My heart actually broke inside my chest. I could feel it weeping, a wound; or an internal eye shedding tears. Gemma Davies had NOT got the highest marks this year! I had. But, Gemma Davies had won nearly every other prize… I could hardly believe it. But, in that brief moment I realised that Gemma, lovely Gemma, lovely middle-class Gemma, was the face that fitted this kind of occasion, even though, technically, she wasn’t the one supposed to be up there. I saw her saunter onto the stage to collect her prize. Her long blonde hair flowed gracefully out behind her like a queen’s cloak.
My short, dark, badly-cut bob was never going to win over that. I was chubby, and sweaty, and nervous, and shy. My Cardiff accent still spoked my sentences; my shoes were not as shiny as the other girls’. I knew I couldn’t compete. My heart was melting into pieces inside me. But then an anger burned up from my stomach, and turned those tears into bullets. I wanted to murder that murder of crows.

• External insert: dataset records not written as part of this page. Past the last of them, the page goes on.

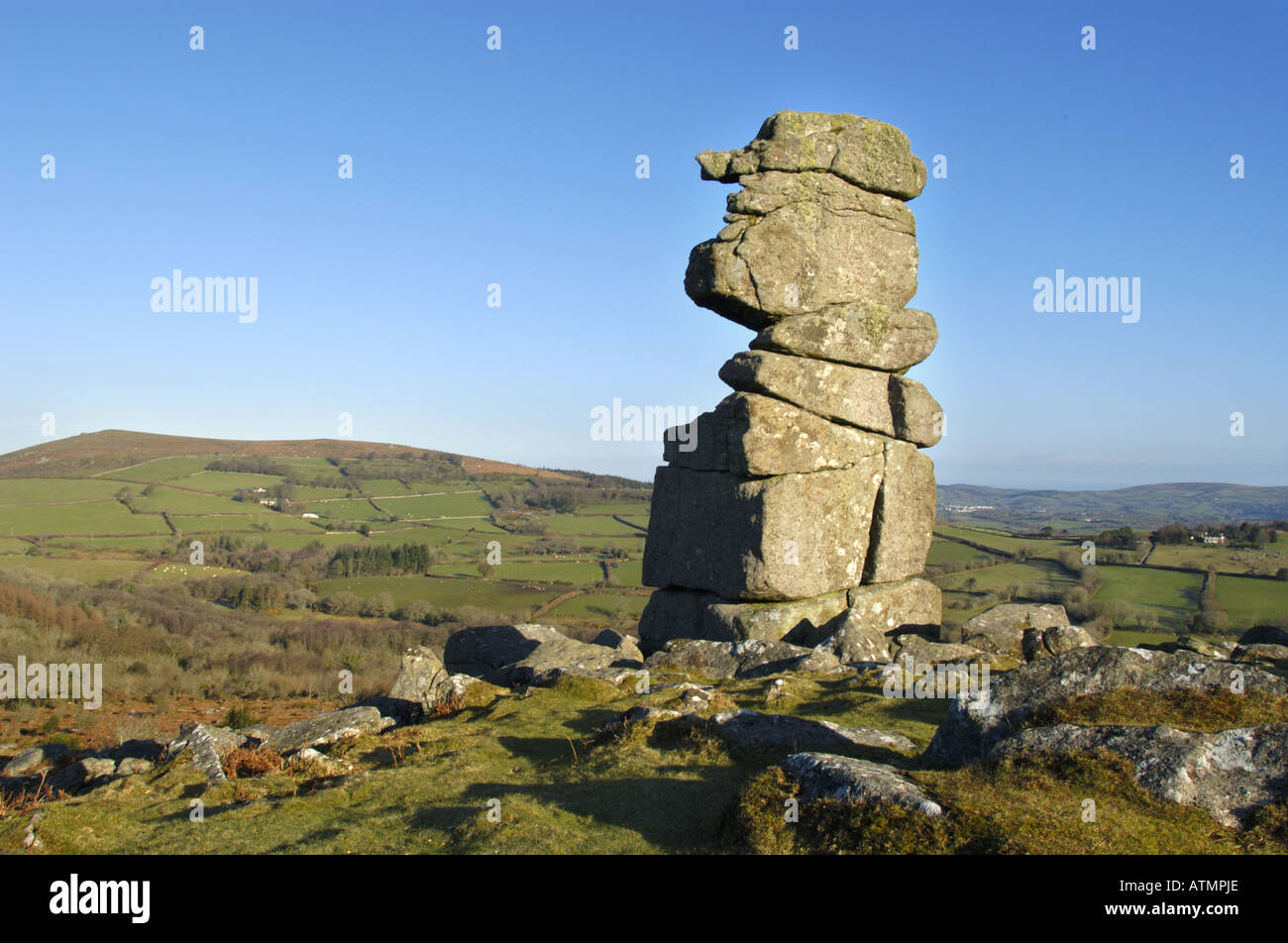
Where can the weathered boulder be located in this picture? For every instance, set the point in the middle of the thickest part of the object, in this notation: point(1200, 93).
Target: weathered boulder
point(755, 731)
point(870, 399)
point(824, 776)
point(876, 613)
point(419, 676)
point(531, 654)
point(219, 738)
point(206, 746)
point(979, 720)
point(326, 728)
point(866, 153)
point(751, 659)
point(696, 615)
point(767, 539)
point(754, 436)
point(1042, 643)
point(800, 243)
point(1229, 773)
point(1001, 629)
point(861, 335)
point(35, 759)
point(903, 518)
point(922, 651)
point(1261, 651)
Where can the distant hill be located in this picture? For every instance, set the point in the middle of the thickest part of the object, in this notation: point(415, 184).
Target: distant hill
point(1146, 505)
point(93, 454)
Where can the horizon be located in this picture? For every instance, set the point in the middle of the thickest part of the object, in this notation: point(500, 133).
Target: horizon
point(518, 167)
point(590, 471)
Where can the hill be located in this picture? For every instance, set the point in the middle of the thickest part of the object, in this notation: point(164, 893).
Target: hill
point(91, 454)
point(1146, 505)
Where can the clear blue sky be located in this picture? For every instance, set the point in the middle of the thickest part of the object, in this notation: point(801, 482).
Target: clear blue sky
point(518, 167)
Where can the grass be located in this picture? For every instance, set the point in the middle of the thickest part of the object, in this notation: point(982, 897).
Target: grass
point(1171, 596)
point(55, 489)
point(550, 772)
point(489, 594)
point(89, 571)
point(89, 519)
point(1250, 602)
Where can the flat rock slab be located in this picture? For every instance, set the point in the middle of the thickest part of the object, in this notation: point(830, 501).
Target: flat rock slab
point(206, 746)
point(419, 676)
point(1001, 629)
point(756, 731)
point(696, 615)
point(799, 243)
point(531, 654)
point(764, 539)
point(876, 615)
point(861, 335)
point(754, 436)
point(754, 659)
point(903, 518)
point(977, 721)
point(326, 728)
point(825, 776)
point(1231, 773)
point(887, 403)
point(863, 151)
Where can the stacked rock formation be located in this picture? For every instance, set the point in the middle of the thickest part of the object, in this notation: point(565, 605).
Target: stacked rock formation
point(802, 508)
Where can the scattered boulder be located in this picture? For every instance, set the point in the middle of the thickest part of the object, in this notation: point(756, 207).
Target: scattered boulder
point(977, 721)
point(419, 676)
point(37, 759)
point(858, 334)
point(752, 659)
point(870, 399)
point(824, 776)
point(1001, 629)
point(754, 436)
point(219, 738)
point(755, 731)
point(1229, 773)
point(822, 518)
point(925, 652)
point(864, 153)
point(798, 243)
point(529, 654)
point(326, 728)
point(1042, 643)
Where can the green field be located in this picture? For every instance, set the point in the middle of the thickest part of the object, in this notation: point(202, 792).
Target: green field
point(162, 497)
point(1168, 595)
point(600, 605)
point(55, 489)
point(438, 506)
point(1250, 602)
point(1267, 561)
point(160, 470)
point(89, 571)
point(215, 523)
point(487, 594)
point(98, 518)
point(226, 482)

I wanted to drag Gemma Davies by her My Little Pony pony tail and throw her off the stage. I hated that girl, and I hated the teachers, and I hated the world, and it just wasn’t fair.
And that was the moment, age 13, that I knew, that I was never going to fit in with these people. And that was the moment when, in one swift second, I not only saw red but became red, and that chubby teenage me turned into an indignant, sullen, anger-fuelled Socialist.